Realmente Lima es una ciudad bella, el programa de Laura Bozzo les da una pésima fama, deberían de prohibirlo. Nunca me imaginé que Lima fuera una ciudad tan grande y moderna, mientras el programa que les mencioné me hizo pensar de los peruanos de otra manera, de una manera equivocada.

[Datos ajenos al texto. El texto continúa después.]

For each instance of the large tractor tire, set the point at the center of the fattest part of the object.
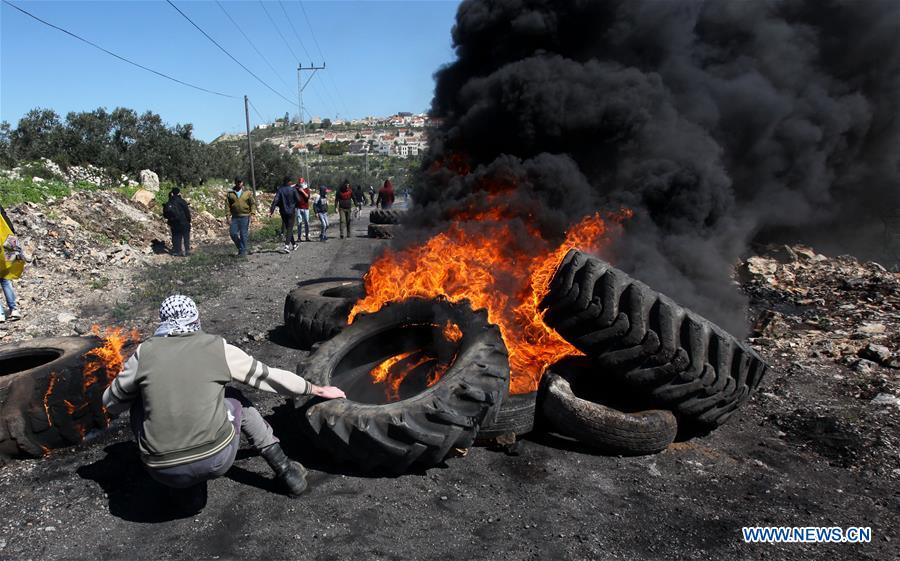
(602, 427)
(516, 417)
(420, 429)
(318, 311)
(382, 231)
(668, 355)
(43, 401)
(382, 216)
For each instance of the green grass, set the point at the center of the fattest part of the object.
(200, 276)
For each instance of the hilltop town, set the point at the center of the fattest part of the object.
(403, 135)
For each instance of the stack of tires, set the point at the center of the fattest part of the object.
(653, 371)
(318, 310)
(43, 400)
(644, 350)
(383, 223)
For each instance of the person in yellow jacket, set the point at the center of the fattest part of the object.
(240, 205)
(11, 263)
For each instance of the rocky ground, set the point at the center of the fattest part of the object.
(817, 446)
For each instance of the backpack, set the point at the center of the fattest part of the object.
(172, 212)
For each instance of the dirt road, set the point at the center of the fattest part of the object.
(790, 458)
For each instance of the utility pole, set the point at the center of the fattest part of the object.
(300, 87)
(250, 144)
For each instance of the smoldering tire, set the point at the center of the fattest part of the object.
(669, 357)
(423, 428)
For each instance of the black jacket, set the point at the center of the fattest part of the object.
(177, 212)
(6, 218)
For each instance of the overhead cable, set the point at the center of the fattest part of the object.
(262, 56)
(110, 53)
(205, 34)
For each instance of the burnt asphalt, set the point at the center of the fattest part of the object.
(553, 500)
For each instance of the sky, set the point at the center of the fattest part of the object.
(379, 56)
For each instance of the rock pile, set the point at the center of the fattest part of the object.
(71, 175)
(86, 248)
(837, 308)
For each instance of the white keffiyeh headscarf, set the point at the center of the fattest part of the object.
(177, 314)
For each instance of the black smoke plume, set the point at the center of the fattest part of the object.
(718, 123)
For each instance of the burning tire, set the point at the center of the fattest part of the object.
(603, 427)
(382, 231)
(43, 400)
(645, 341)
(382, 216)
(410, 416)
(516, 416)
(318, 311)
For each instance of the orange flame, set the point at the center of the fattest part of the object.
(452, 332)
(394, 370)
(108, 357)
(50, 385)
(488, 263)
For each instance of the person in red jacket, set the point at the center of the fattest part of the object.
(303, 207)
(385, 198)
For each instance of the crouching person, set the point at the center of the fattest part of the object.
(186, 422)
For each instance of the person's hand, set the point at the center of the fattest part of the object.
(329, 392)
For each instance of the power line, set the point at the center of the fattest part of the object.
(311, 33)
(328, 96)
(131, 62)
(260, 80)
(287, 17)
(275, 25)
(262, 56)
(255, 110)
(329, 77)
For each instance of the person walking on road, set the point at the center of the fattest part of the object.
(385, 198)
(359, 199)
(303, 208)
(286, 199)
(240, 205)
(185, 420)
(321, 208)
(178, 214)
(344, 203)
(12, 263)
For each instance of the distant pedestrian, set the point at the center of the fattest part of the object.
(344, 203)
(286, 199)
(359, 199)
(385, 198)
(178, 214)
(12, 261)
(321, 208)
(241, 206)
(303, 208)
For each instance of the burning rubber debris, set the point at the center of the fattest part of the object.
(54, 389)
(482, 262)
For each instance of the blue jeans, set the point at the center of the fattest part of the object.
(303, 219)
(240, 226)
(246, 420)
(10, 296)
(323, 220)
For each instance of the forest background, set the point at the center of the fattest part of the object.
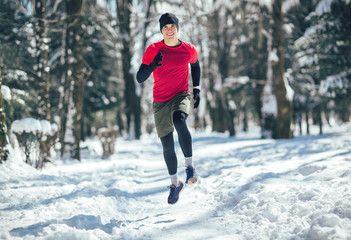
(279, 64)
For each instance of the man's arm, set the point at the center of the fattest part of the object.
(145, 70)
(195, 75)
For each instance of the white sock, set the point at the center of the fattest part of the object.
(188, 161)
(174, 179)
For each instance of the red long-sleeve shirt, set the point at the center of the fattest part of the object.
(171, 78)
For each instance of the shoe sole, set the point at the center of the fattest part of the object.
(178, 195)
(191, 181)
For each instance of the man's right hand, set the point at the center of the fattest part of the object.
(157, 61)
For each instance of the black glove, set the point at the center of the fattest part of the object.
(196, 92)
(157, 61)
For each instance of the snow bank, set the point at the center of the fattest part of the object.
(248, 189)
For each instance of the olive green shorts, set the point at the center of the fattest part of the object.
(163, 112)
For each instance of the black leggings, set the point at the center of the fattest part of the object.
(184, 138)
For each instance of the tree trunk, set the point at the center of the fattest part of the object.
(3, 128)
(42, 72)
(221, 113)
(259, 70)
(132, 108)
(284, 117)
(72, 107)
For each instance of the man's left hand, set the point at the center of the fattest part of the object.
(196, 93)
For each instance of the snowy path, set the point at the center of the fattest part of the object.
(249, 189)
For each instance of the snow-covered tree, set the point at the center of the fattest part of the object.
(323, 60)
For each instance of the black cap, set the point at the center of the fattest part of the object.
(168, 18)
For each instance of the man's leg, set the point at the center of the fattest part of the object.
(184, 136)
(170, 157)
(171, 162)
(185, 142)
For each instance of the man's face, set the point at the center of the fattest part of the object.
(169, 32)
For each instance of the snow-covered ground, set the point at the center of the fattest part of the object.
(248, 189)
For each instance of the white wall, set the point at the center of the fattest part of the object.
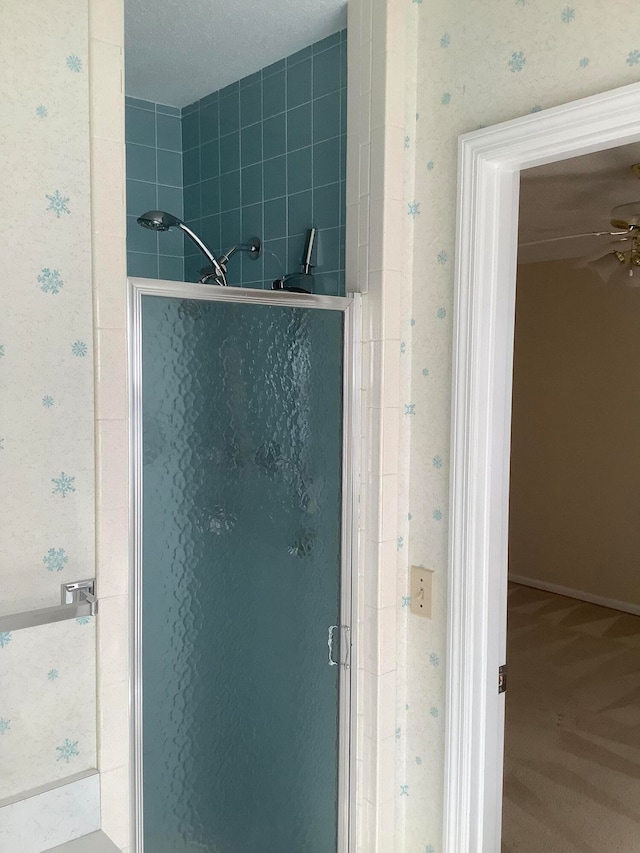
(47, 674)
(479, 63)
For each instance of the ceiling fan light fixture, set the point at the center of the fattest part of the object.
(626, 216)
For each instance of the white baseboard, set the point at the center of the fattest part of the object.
(49, 816)
(611, 603)
(97, 842)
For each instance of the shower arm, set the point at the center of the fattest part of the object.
(252, 247)
(218, 266)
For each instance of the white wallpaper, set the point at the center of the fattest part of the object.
(479, 63)
(47, 680)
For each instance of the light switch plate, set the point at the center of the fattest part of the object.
(421, 591)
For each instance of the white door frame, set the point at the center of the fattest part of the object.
(489, 164)
(350, 307)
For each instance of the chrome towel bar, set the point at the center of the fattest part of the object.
(78, 599)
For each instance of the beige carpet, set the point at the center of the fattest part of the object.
(572, 744)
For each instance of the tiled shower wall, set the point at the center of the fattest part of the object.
(263, 157)
(266, 157)
(154, 181)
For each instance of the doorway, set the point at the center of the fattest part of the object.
(243, 571)
(490, 165)
(571, 762)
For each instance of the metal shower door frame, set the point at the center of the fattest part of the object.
(350, 307)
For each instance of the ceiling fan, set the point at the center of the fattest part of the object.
(621, 263)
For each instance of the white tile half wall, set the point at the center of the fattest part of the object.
(48, 817)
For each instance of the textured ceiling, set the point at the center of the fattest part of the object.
(180, 50)
(574, 197)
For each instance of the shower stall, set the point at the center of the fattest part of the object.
(243, 451)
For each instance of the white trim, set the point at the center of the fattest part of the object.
(50, 815)
(487, 232)
(351, 308)
(590, 598)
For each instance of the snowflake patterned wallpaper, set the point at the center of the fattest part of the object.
(479, 63)
(47, 699)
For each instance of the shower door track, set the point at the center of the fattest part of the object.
(350, 307)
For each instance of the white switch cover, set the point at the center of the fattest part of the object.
(421, 591)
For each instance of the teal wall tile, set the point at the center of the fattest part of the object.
(326, 162)
(230, 191)
(274, 93)
(169, 165)
(251, 270)
(167, 110)
(275, 177)
(327, 254)
(192, 207)
(210, 232)
(229, 112)
(192, 266)
(169, 132)
(326, 117)
(230, 234)
(191, 130)
(274, 132)
(142, 105)
(141, 196)
(209, 128)
(300, 212)
(300, 56)
(251, 104)
(263, 157)
(210, 197)
(171, 199)
(142, 265)
(299, 170)
(171, 268)
(210, 160)
(191, 166)
(140, 239)
(252, 221)
(171, 243)
(252, 184)
(299, 84)
(230, 152)
(140, 126)
(275, 218)
(251, 145)
(329, 41)
(326, 72)
(274, 68)
(326, 206)
(275, 255)
(141, 163)
(299, 127)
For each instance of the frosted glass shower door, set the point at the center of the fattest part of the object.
(240, 577)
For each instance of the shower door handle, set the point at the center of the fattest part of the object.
(346, 630)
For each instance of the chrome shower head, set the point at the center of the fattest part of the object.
(158, 220)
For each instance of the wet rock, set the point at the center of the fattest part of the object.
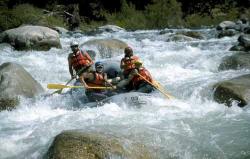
(81, 145)
(15, 81)
(235, 89)
(244, 40)
(60, 30)
(226, 25)
(237, 48)
(106, 48)
(229, 32)
(236, 61)
(31, 38)
(192, 34)
(179, 38)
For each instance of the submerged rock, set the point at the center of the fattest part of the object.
(31, 38)
(81, 145)
(15, 81)
(236, 61)
(235, 89)
(106, 48)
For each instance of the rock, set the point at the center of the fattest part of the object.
(192, 34)
(105, 28)
(236, 61)
(15, 81)
(228, 32)
(244, 40)
(179, 38)
(237, 48)
(235, 89)
(110, 28)
(81, 145)
(60, 30)
(226, 25)
(106, 48)
(31, 38)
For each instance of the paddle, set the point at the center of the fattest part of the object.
(61, 86)
(60, 89)
(157, 87)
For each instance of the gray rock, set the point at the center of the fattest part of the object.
(15, 81)
(179, 38)
(31, 38)
(235, 89)
(106, 48)
(228, 32)
(60, 30)
(105, 28)
(226, 25)
(236, 61)
(192, 34)
(81, 145)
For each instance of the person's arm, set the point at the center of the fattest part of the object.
(88, 57)
(82, 79)
(122, 64)
(70, 66)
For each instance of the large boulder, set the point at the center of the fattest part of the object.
(236, 61)
(235, 89)
(81, 145)
(15, 81)
(106, 48)
(226, 25)
(31, 38)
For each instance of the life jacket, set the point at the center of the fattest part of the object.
(80, 60)
(98, 80)
(129, 64)
(136, 81)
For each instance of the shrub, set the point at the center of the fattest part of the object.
(164, 13)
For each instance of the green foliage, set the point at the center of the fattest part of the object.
(128, 17)
(218, 14)
(164, 13)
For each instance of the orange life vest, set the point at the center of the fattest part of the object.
(136, 81)
(129, 63)
(98, 80)
(80, 60)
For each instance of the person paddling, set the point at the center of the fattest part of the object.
(138, 79)
(96, 78)
(78, 60)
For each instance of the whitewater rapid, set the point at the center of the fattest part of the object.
(191, 126)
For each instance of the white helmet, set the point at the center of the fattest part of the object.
(74, 43)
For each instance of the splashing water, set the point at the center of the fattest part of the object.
(192, 126)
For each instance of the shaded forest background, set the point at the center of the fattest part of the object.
(129, 14)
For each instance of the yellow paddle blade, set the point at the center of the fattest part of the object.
(61, 86)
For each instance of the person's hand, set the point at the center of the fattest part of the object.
(118, 78)
(73, 76)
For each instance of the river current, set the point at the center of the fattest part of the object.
(191, 126)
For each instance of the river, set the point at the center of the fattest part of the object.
(191, 126)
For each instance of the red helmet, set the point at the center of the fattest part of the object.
(128, 51)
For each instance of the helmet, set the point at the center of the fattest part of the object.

Felicitaciones por su bella ciudad.


----------



## zid (Dec 24, 2004)

Excelenet thread Vane, me gustan los threads que no solo muestran la arquitectura de una ciudad sino también la cotidianidad de sus habitantes.


----------



## toño (Apr 4, 2006)

Hace tiempo que no voy a Lima, pero encontre estas fots en la Red, ojala les guste


----------



## toño (Apr 4, 2006)




----------



## Vane de Rosas (May 8, 2005)

Oyeee es mi thread!!!! jajajajaajajajajajajaaajj MENTIRA MENTIRA!!!! gracias por aportar amigo, ya hice el thead del malecòn 2000 en ciudades y rascacielos chècalo


----------



## skyperu34 (May 25, 2003)

buenisimas fotos, Vane, copialo aqui, copia tu thread en nuestro foro !!!!


----------



## runasimi (Mar 26, 2006)

de verdad que el centro de lima ha mejorado el otro dia pase por alla y estaba mas decente que antes.


----------



## mhubert (Dec 16, 2005)

Si, la verdad es que esta mas bonito, yo voy a tratar de tomar fotos este fin de mes porque tengo que viajar a un matri en Chosica.


----------